My wife Claire is the Bread Maker in Chief our household. She makes a couple of loaves a week, often sourdough, and it is marvelous stuff. But about once every three months, I have a go myself, and the other day I made these great looking croissants.
Croissants are, however, a lot of work. Over the course of several hours, you have to repeatedly take the rectangular slab of interleaved dough and butter, turn it, roll it, carefully fold it over itself, and put it back in the fridge. In truth, it’s not that it’s a lot of work: each rolling out and reshaping only takes 5 or 10 minutes. It’s mostly that you have to do it a number of times, so you end up interrupting your day to do this same thing every hour, to achieve the many fine layers that make croissants so delicious.
And they are delicious, too. The end result is amazing. With just butter, the classic strawberry jam, or especially Nutella. (Almost everything is amazing with Nutella, now I think about it)

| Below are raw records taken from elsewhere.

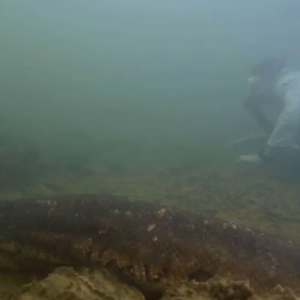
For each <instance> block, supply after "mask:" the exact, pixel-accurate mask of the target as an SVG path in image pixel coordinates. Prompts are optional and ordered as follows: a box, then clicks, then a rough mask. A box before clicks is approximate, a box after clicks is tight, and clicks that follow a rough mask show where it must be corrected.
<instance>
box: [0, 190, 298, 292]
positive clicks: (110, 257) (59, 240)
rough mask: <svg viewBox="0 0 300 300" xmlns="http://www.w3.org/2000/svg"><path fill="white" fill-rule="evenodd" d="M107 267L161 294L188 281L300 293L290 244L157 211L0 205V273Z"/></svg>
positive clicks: (206, 219)
mask: <svg viewBox="0 0 300 300" xmlns="http://www.w3.org/2000/svg"><path fill="white" fill-rule="evenodd" d="M63 265H64V266H73V267H75V268H80V267H91V268H94V269H97V268H101V267H103V266H107V267H112V268H113V269H114V270H117V272H119V273H120V274H124V275H125V277H126V278H127V277H128V278H132V282H134V283H136V284H140V285H144V284H145V286H146V285H147V286H155V287H161V286H163V285H164V284H168V283H176V282H180V281H183V280H187V279H197V280H199V279H201V278H205V277H206V278H207V277H211V276H214V275H216V274H218V275H220V276H229V277H230V278H232V279H233V280H239V279H242V280H244V279H246V280H249V282H250V285H251V286H252V287H253V288H254V290H255V292H257V293H261V292H264V291H266V290H269V289H271V288H273V287H274V286H276V285H277V284H281V285H283V286H287V287H291V288H294V287H299V286H300V246H299V244H298V243H297V242H295V241H289V240H283V239H280V238H277V237H275V236H273V235H270V234H267V233H263V232H261V231H258V230H254V229H250V228H247V227H244V226H241V225H238V224H233V223H228V222H224V221H222V220H219V219H214V218H205V216H203V215H201V214H198V213H193V212H188V211H182V210H179V209H175V208H171V207H168V206H164V205H160V204H157V203H150V202H144V201H132V200H128V199H123V198H120V197H113V196H96V195H69V196H57V197H52V198H47V199H39V200H37V199H20V200H15V201H1V202H0V270H18V271H25V272H50V271H52V270H53V269H54V268H55V267H57V266H63Z"/></svg>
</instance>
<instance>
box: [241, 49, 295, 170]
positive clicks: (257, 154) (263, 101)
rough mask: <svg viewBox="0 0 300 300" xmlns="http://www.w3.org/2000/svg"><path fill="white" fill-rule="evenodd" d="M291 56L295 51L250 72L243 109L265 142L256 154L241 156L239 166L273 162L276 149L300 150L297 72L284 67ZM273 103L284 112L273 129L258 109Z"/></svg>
mask: <svg viewBox="0 0 300 300" xmlns="http://www.w3.org/2000/svg"><path fill="white" fill-rule="evenodd" d="M298 51H299V50H297V51H296V52H298ZM293 54H295V51H294V52H292V53H288V54H285V55H282V56H281V57H279V58H269V59H265V60H264V61H263V62H262V63H260V64H259V65H257V66H256V67H255V68H254V69H253V70H252V76H251V77H250V78H249V79H248V82H249V86H250V93H249V96H248V97H247V98H246V100H245V101H244V105H245V107H246V108H247V109H248V110H249V111H250V113H251V114H252V116H253V117H254V119H255V120H256V121H257V123H258V124H259V125H260V127H261V128H262V129H263V130H264V131H265V133H267V135H268V140H267V143H266V145H265V146H264V147H263V149H261V150H260V151H259V150H258V153H255V154H249V155H241V156H240V157H239V158H238V160H237V161H238V162H246V163H252V164H265V163H268V162H272V161H273V160H274V154H275V153H276V152H277V150H278V149H280V150H284V151H285V150H288V151H289V150H292V151H294V152H295V150H300V144H299V133H300V72H294V71H292V70H290V69H289V68H287V66H286V61H287V59H288V58H289V57H291V56H292V55H293ZM276 101H281V102H282V104H283V109H282V111H281V113H280V115H279V118H278V120H277V123H276V125H275V126H273V125H272V123H271V122H270V121H269V120H268V119H267V118H266V116H265V114H264V113H263V112H262V110H261V107H262V105H263V104H265V103H275V102H276ZM296 152H297V153H298V151H296ZM299 155H300V151H299Z"/></svg>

Here’s the thing, though: no matter how fabulous the result – twice as good as shop-bought ones, I assure you – you have to enjoy the process of getting there. Otherwise it isn’t going to happen. Like many of us, I find it hard to make myself do something unpleasant just to get a happy outcome.
But if we’re not careful, we find ourselves stuck in these loops all the time in our life: I’ll be happy when I’ve got a new car (which will involve scrimping and saving in the meantime), or when I’ve lost this weight (which will involve a difficult diet), or when it gets to Friday night (when this endless work week has finished).
This is Conditional Happiness: I’ll be happy if X happens, or when I’ve got Y, or not until Z. All of which is very unhelpful, as it means you’re not letting yourself be happy right now. That’s not good for you. You need to stop that, right now.
Mindfulness can help: pay attention to the little details of whatever it is you’re doing. Look at the smallest part of it, the tiniest step, and see beauty in the precision and detail there. God is in the details, they say.
Sometimes, it helps to remember that there is always someone who absolutely loves the thing you’re doing. Think why they might enjoy it, and see if you can find the same.
We can also take joy in the step by step progress of the work. One good trick is to focus on the smaller number, so if you have to swim 50 lengths for your exercise, start by counting up (I’ve done the first one, five, ten lengths), then switch to counting down when you’re over half way (only twenty more to go, only ten, last five!).
I enjoy making the croissants. My wife loves the process of making bread. Sure, the results are great, but it’s the process that’s just as enjoyable.